Issues and trends shaping our environment, health and economy

5 May 2014

The well-being of Ontario

Posted by Michael Keating

A recent study found that Ontarians are getting a better education, and have safer communities, but are more time-stressed and insecure in their jobs.

The report, How Are Ontarians Really Doing?, is the latest from The Canadian Index of Wellbeing https://uwaterloo.ca/canadian-index-wellbeing/ an independent organization based at the University of Waterloo. Traditionally, it produces national reports, but this report focuses on Ontario, comparing it to national figures from 1994 to 2010. It was commissioned by the Ontario Trillium Foundation.

Traditionally, societies measure how they are doing in terms of Gross Domestic Product (GDP) or employment rates, which are economic measures. The well-being report looks at these plus social and environmental factors.

This report found that during the 17-year period, national GDP increased by about 29 per cent, but national well-being increased by only 7.5 per cent. In Ontario, the increases were 24 per cent for GDP and 7 per cent for well-being.

Although the data is several years old, it still provides insights into trends that have probably not changed a lot.

During that period, Canada went through a number of economic cycles, and Ontario in particular is still suffering from loss of manufacturing and food processing jobs following the last recession. This led to a decline in living standards, a growing income gap, volatility in long-term unemployment and lower job quality.

Some of the highlights:

  • In Canada and Ontario, the strongest gains were education domain, attributed to more regulated child care spaces, an improving student-educator ratio, and higher university and high school completion rates.
  • Community connections are strong, people are participating more in organized voluntary activities, and providing more unpaid help to others. Although crime rates were down and Ontarians felt safer than ever, they became less trusting in others.
  • Despite modest increases in median income, the income gap has grown, long-term unemployment in Ontario has spiked, and economic security has steadily declined.
  • Gains from more flexible work options and fewer people working more than 50 hours each week were offset by the longest commutes in the country, and more unpaid time spent caring for seniors.

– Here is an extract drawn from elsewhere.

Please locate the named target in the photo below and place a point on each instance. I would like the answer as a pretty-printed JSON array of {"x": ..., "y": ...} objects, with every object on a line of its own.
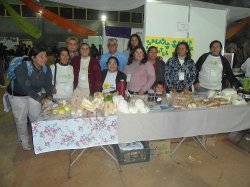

One in five Ontarians felt caught in a “time crunch”. The most significant decline over the 17-year period was found in the time and resources spent in leisure and culture.
  • Environmental measures, smog and greenhouse gas emissions showed a worsening trend of about 2 per cent in Ontario compared to a nearly 8 per cent decline for all of Canada.
  • Ontarians, especially women, were socializing less, and spending less time engaged in arts and culture.
  • The trend for democratic engagement – being involved in advancing democracy through political institutions, organizations, and activities – showed only a 1.7 per cent growth in Ontario, compared to a Canadian increase of 7 per cent. Three out of four Ontarians were satisfied with Canadian democracy, but they felt far less confident in federal Parliament than other Canadians. A greater number of Ontarians were interested in politics and believed they have a duty to vote, but fewer were voting.

The stated goal of the report is to “help governments to develop and improve policies, companies to improve productivity, organizations to innovate, and people across Ontario and the rest of Canada to live more satisfying lives.”